IE—how did we get here?, Large LMs, The human side of ML
Hi all,
I hope you've had a good start to the new year. This newsletter is a bit delayed due to a confluence of conference deadlines. Whether you're struggling with conference deadlines or cabin fever, I hope this newsletter offers some respite.
On another note, Revue, the platform that I've been using for this newsletter has been acquired by Twitter. In case this newsletter will also be restricted to 280 characters in the future, I will provide you with a language model pre-trained on past editions that will auto-complete the rest. Of course, such a language model—if it existed—has not been used to write this or previous editions or previous editions or previous editions or previous editions </SEP>
This newsletter also starts with a new segment "How did we get here?" where I try to piece together as best as I can the progress from the inception of an NLP task to today, mostly by following the guidance of people much more knowledgeable in the respective area than me. Let me know if this is something you'd like to see for other NLP tasks in the future and—if so—what tasks you'd be particularly interested in.
In other news, the NLP chapter of ELLIS (the European Laboratory for Learning and Intelligent Systems) will host a workshop on Open Challenges and Future Directions of NLP on 24–25 February.
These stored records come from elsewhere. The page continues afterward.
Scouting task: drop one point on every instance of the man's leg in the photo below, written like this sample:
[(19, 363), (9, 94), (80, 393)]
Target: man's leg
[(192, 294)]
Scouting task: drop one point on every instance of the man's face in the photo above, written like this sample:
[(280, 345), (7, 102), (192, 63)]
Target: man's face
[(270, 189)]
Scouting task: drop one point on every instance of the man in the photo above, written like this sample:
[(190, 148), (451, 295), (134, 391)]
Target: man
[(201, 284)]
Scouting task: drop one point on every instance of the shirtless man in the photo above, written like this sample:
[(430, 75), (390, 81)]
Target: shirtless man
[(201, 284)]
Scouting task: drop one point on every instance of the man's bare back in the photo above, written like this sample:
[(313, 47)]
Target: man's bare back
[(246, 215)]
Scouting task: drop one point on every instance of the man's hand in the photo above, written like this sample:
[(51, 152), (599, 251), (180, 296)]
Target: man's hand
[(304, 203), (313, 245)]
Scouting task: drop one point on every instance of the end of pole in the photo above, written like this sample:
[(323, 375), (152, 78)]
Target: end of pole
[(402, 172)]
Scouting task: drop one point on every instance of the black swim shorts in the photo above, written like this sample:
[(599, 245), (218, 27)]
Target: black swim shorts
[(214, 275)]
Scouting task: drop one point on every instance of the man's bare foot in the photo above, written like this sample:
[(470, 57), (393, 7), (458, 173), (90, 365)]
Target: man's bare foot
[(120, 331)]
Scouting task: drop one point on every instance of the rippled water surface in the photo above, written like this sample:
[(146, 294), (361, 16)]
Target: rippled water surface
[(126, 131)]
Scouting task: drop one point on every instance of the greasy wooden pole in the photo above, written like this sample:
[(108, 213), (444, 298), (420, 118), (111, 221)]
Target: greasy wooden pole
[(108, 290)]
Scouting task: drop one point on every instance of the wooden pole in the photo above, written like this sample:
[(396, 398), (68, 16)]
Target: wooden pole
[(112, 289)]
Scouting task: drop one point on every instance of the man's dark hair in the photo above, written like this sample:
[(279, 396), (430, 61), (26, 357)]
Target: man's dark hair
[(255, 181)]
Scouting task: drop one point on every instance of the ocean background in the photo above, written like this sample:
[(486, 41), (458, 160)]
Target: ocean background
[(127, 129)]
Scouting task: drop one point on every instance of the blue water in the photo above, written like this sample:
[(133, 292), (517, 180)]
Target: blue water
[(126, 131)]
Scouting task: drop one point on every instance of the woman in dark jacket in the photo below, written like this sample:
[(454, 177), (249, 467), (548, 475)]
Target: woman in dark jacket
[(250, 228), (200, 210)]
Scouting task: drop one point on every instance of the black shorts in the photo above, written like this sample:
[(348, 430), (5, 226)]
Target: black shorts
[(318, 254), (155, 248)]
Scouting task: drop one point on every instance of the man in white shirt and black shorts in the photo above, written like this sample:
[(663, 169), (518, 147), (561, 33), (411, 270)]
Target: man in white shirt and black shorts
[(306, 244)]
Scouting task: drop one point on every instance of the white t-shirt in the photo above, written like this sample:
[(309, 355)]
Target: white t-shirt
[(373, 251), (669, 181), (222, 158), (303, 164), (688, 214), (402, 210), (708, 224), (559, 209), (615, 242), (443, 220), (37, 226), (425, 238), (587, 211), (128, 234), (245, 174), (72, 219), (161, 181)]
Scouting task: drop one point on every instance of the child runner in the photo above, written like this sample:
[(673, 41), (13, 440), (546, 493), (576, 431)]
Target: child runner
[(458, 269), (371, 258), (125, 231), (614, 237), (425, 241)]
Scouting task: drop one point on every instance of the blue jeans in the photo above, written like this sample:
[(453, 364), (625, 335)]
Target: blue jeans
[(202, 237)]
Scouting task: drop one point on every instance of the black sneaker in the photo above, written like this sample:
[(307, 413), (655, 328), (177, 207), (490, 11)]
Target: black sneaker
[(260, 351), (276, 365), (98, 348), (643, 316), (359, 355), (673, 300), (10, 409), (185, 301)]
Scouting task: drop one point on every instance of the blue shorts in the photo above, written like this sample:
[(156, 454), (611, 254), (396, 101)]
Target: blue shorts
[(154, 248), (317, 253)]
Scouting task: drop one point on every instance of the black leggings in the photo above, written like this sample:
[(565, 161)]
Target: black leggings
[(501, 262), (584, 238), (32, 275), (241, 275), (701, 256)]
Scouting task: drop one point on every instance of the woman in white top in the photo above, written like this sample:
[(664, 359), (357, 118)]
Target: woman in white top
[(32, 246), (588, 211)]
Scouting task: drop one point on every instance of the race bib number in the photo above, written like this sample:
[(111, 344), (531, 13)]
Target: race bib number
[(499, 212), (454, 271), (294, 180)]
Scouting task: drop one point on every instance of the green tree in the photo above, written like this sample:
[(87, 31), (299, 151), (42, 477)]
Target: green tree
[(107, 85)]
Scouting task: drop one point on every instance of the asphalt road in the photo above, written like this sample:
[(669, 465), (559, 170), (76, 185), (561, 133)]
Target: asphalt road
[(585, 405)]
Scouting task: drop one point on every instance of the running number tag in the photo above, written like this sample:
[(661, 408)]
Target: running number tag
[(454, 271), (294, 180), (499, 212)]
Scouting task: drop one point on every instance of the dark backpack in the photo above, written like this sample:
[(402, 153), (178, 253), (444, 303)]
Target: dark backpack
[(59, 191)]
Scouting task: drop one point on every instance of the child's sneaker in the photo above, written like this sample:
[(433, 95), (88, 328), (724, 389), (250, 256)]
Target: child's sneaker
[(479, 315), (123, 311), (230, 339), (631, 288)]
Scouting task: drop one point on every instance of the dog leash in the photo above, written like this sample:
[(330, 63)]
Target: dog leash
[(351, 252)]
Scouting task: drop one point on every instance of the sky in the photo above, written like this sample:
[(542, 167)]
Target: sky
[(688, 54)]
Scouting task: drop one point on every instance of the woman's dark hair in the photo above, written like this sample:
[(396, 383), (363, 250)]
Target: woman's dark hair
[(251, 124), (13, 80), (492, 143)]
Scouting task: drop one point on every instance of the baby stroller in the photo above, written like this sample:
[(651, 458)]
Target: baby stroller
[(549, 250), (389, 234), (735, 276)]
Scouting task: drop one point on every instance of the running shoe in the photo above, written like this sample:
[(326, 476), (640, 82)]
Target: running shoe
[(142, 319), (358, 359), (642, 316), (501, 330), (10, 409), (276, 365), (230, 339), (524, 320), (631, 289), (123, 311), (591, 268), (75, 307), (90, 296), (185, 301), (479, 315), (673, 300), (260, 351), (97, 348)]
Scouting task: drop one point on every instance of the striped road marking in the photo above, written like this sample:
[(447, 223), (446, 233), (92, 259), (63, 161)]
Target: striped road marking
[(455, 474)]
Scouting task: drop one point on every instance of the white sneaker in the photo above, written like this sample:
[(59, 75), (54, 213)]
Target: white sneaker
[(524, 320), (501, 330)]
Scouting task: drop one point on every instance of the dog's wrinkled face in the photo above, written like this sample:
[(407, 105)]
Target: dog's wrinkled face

The five keynotes will be live-streamed. As far as I'm aware, the remaining sessions are restricted to a smaller audience. I will aim to share some highlights later on.
I really appreciate your feedback, so let me know what you love ❤️ and hate 💔 about this edition. Simply hit reply on the issue.
If you were referred by a friend, click here to subscribe. If you enjoyed this issue, give it a tweet 🐦.
This recent xkcd comic struck a chord with me. So much more can be done with language beyond treating it as data for training ML models.
Information extraction—how did we get here?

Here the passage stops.